Eating well: the basics
Eating well isn’t about being perfect; it’s about picking the best option for you. Understanding the energy that food provides and what we need to fuel our bodies well can help us to make better decisions. There are 3 main groups that all food items sit within:
Carbohydrate (CHO) per 1g – 4Kcals
Protein per 1g – 4Kcals
Fat per 1g – 9Kcals
CHO is your primary source of energy, and can be found in sugar, pasta, potatoes, rice, biscuits, and cakes. It’s the type of CHO that really makes the difference: a simple CHO is broken down quickly and provides instant energy; a complex CHO has higher fibre content and thus is broken down at a slower rate. Complex CHO foods include whole grain rice/pasta, wholemeal and sourdough bread, sweet potatoes, quinoa and buckwheat.

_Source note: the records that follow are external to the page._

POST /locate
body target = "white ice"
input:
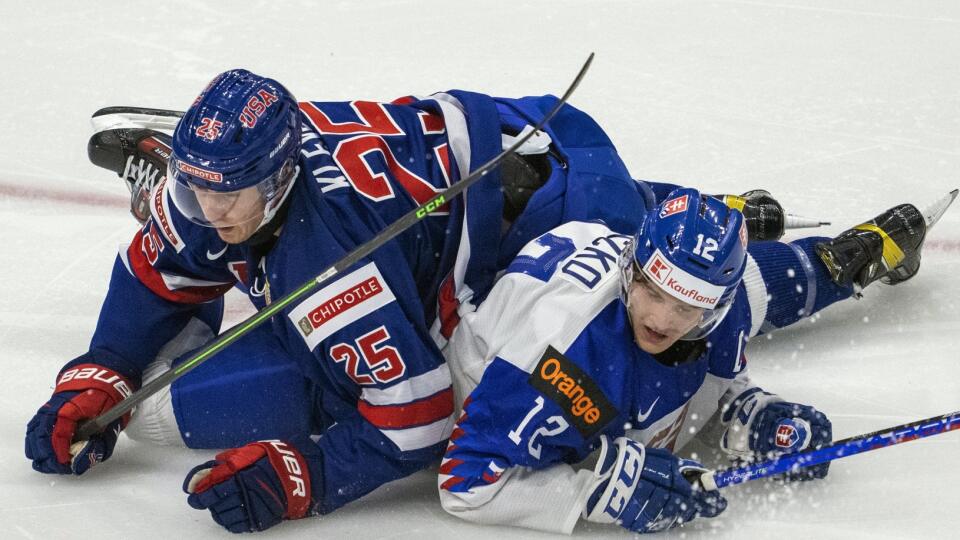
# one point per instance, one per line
(840, 108)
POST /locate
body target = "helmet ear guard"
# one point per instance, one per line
(692, 247)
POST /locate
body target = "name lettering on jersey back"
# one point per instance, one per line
(583, 403)
(342, 302)
(591, 265)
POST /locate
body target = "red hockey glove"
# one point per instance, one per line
(83, 392)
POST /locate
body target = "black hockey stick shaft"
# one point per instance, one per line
(100, 423)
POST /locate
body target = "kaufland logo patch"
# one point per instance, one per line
(203, 174)
(680, 284)
(787, 436)
(674, 206)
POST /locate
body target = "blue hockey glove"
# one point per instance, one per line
(83, 392)
(761, 426)
(253, 487)
(646, 489)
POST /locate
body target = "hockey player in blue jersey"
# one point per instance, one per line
(259, 192)
(635, 345)
(348, 386)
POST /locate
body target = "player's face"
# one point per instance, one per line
(658, 319)
(235, 215)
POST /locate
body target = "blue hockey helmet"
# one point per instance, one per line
(694, 248)
(242, 131)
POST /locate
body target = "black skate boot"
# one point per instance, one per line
(886, 248)
(139, 156)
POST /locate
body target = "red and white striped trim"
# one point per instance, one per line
(168, 286)
(437, 407)
(160, 209)
(422, 436)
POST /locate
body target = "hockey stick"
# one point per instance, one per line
(847, 447)
(406, 221)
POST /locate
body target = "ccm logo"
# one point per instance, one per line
(96, 374)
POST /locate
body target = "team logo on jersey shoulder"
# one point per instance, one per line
(583, 403)
(674, 206)
(344, 301)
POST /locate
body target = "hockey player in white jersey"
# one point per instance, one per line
(634, 346)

Protein plays a large role in muscle and cell repair and growth. Foods high in protein include eggs, chicken, filet beef, turkey, beans, pulses, tofu and yoghurts.

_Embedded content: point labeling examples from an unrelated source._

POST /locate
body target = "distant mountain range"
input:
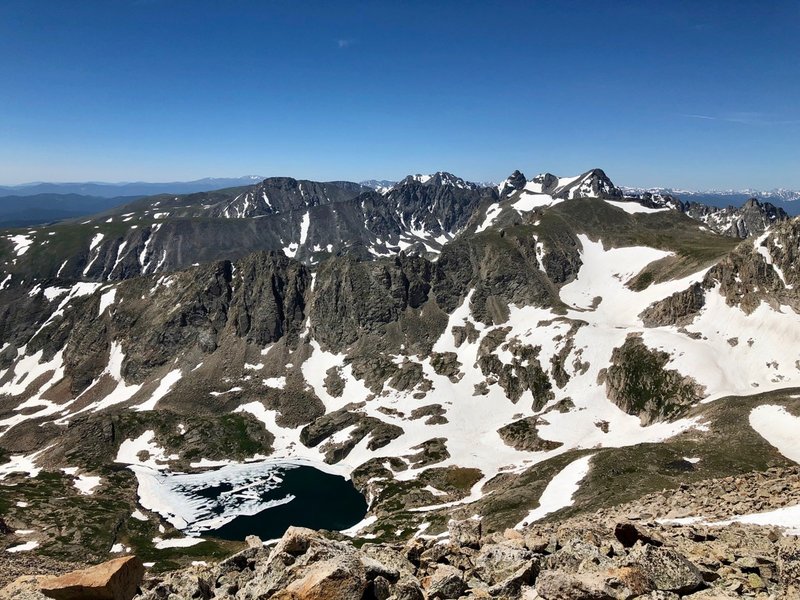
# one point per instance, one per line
(136, 188)
(781, 198)
(37, 203)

It wasn’t long ago that dietary fat was portrayed as an enemy to our health goals. However, we now have a greater understanding of dietary fats, and recognise the importance of supporting hormone levels and brain function. Foods high in good fat (HDL) include eggs, oily fish (e.g. salmon, mackerel), nuts, avocado and extra virgin olive oils (served cold).
Making better food choices is a lot easier when you have a plan. Spend time over the weekend thinking about and preparing balanced meals for the coming week. Don’t forget to keep hydrated either - 2L of water per day is important for energy breakdown, cell function, organ function, lubrication of joints, and prevention of disease. If you struggle with portion control try drinking water 30 minutes before a meal this can help reduce how much you consume. If you’re fed up of drinking water, try flavouring with fresh berries, cucumber, orange and lemons or add a slice of lemon to hot water. Herbal teas are another great option!